Pope only played nine players and one of them, guard Collin Chandler, logged only five minutes.
That meant more minutes for UK’s “top players.”
Oweh was on the floor for 35 minutes. Lowe, Williams and Denzel Aberdeen each played 28 minutes and power forward Mouhamed Dioubate was on the court for 25 minutes.
Two games back, Williams hit eight treys in UK’s 99-85 win over Bellarmine. So it frustrated some that he got only 16 minutes of court time in Kentucky’s next game, the 89-74 loss at Alabama last Saturday.
Given those 28 minutes Wednesday night, Williams got up seven 3-pointers. He made two, but missed two open ones in the final six minutes that, as it turned out, Kentucky really needed.
Meanwhile, instead of UK reaping the benefit of having its “best players” on the court longer, the Wildcats appeared to run out of gas late, outscored 8-0 in the final 1:14 of the game.
From the point Kentucky took that 66-58 lead, the Wildcats had nine more offensive possessions.

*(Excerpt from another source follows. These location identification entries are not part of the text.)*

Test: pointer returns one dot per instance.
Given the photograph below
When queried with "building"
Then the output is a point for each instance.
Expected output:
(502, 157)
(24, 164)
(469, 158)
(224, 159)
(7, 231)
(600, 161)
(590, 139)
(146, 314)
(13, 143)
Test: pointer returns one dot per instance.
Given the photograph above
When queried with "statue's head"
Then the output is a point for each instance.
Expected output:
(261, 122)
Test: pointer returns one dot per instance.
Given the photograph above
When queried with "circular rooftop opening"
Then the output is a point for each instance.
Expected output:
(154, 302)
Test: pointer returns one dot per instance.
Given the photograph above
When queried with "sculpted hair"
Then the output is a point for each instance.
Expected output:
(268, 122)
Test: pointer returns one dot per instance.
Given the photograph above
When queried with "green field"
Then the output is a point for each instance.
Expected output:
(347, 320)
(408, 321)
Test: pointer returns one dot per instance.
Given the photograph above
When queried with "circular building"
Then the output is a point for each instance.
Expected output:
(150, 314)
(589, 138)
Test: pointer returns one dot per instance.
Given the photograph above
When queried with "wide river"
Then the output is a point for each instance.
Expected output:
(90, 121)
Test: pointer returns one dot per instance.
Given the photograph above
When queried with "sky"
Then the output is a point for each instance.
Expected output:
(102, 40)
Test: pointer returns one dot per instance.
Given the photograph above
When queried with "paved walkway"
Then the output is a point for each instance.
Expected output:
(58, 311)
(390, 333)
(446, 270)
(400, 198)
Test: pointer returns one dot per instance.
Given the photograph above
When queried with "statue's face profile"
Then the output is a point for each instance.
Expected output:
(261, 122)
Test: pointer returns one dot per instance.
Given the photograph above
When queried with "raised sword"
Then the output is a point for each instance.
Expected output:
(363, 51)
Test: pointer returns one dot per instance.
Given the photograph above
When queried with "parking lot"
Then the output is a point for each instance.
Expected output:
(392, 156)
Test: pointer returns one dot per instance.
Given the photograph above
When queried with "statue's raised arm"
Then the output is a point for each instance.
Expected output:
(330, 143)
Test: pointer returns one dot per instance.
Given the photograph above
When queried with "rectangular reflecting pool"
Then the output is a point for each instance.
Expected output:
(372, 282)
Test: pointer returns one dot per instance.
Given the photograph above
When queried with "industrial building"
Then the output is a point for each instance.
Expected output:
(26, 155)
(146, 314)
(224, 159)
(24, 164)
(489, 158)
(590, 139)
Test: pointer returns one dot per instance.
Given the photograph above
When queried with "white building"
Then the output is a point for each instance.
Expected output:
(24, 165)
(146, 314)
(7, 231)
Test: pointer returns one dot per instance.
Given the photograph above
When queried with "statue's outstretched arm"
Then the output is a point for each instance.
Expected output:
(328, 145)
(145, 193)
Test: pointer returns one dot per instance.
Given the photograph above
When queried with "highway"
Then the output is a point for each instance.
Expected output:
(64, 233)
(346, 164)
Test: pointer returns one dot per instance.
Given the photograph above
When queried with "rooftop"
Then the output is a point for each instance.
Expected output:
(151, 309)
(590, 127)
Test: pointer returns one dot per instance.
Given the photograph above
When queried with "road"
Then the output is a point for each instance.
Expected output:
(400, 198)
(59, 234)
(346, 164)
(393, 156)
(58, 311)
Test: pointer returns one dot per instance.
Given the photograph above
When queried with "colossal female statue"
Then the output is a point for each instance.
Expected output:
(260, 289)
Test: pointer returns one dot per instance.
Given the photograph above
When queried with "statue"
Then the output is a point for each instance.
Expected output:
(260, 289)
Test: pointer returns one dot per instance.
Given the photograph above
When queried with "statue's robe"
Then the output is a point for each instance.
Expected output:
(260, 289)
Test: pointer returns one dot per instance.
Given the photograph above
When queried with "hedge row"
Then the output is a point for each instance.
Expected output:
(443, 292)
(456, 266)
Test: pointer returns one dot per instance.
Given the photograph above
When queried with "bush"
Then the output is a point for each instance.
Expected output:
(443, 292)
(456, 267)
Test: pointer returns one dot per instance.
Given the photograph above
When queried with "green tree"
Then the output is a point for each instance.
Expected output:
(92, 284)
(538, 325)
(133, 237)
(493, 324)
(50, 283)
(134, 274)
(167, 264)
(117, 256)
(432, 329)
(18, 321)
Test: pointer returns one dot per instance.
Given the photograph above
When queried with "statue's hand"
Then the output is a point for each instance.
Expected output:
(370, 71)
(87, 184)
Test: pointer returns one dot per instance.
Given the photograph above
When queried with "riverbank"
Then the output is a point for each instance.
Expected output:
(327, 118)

They yielded: three turnovers, three missed 3-pointers, a shot in the lane that Missouri blocked, a missed layup and a solitary made jumper, by Brandon Garrison, with 2:17 left.
Pope, whose coaching brand has been modern offense, seems dumbfounded that one of his teams can be this challenged on offense.
“Our pace in the half court has been like the manifestation, the DNA of who we are on my teams,” Pope said. “It is incredibly frustrating that we are not finding that right now. That is why we are trying to simplify everything and dumb it down. Dumb it down so it’s incredibly simple so we can just at least execute with some pace and some decision-making. But we are not there yet, clearly.”
It is my promise to you that I will not write about Kentucky’s roster construction after every loss over the rest of the year.
But Pope’s five-out attack requires slick ball-handling big men.
All three of Kentucky’s late-game turnovers Wednesday night were by centers trying to make passes.
You expect a Pope offense to have accurate 3-point shooters spread around the court.
Five of the nine players UK used vs. Missouri are shooting less than 25% from beyond the arc.
The Kentucky execution is bad because the roster lacks sufficient offensive skill to play the way a Pope-led team needs to play.
So on a night when Pope gave Kentucky fans what many had been craving, UK nevertheless ended up in the same frustrating space.
It is still relatively early in this Wildcats’ basketball season, but you can hear the clock ticking.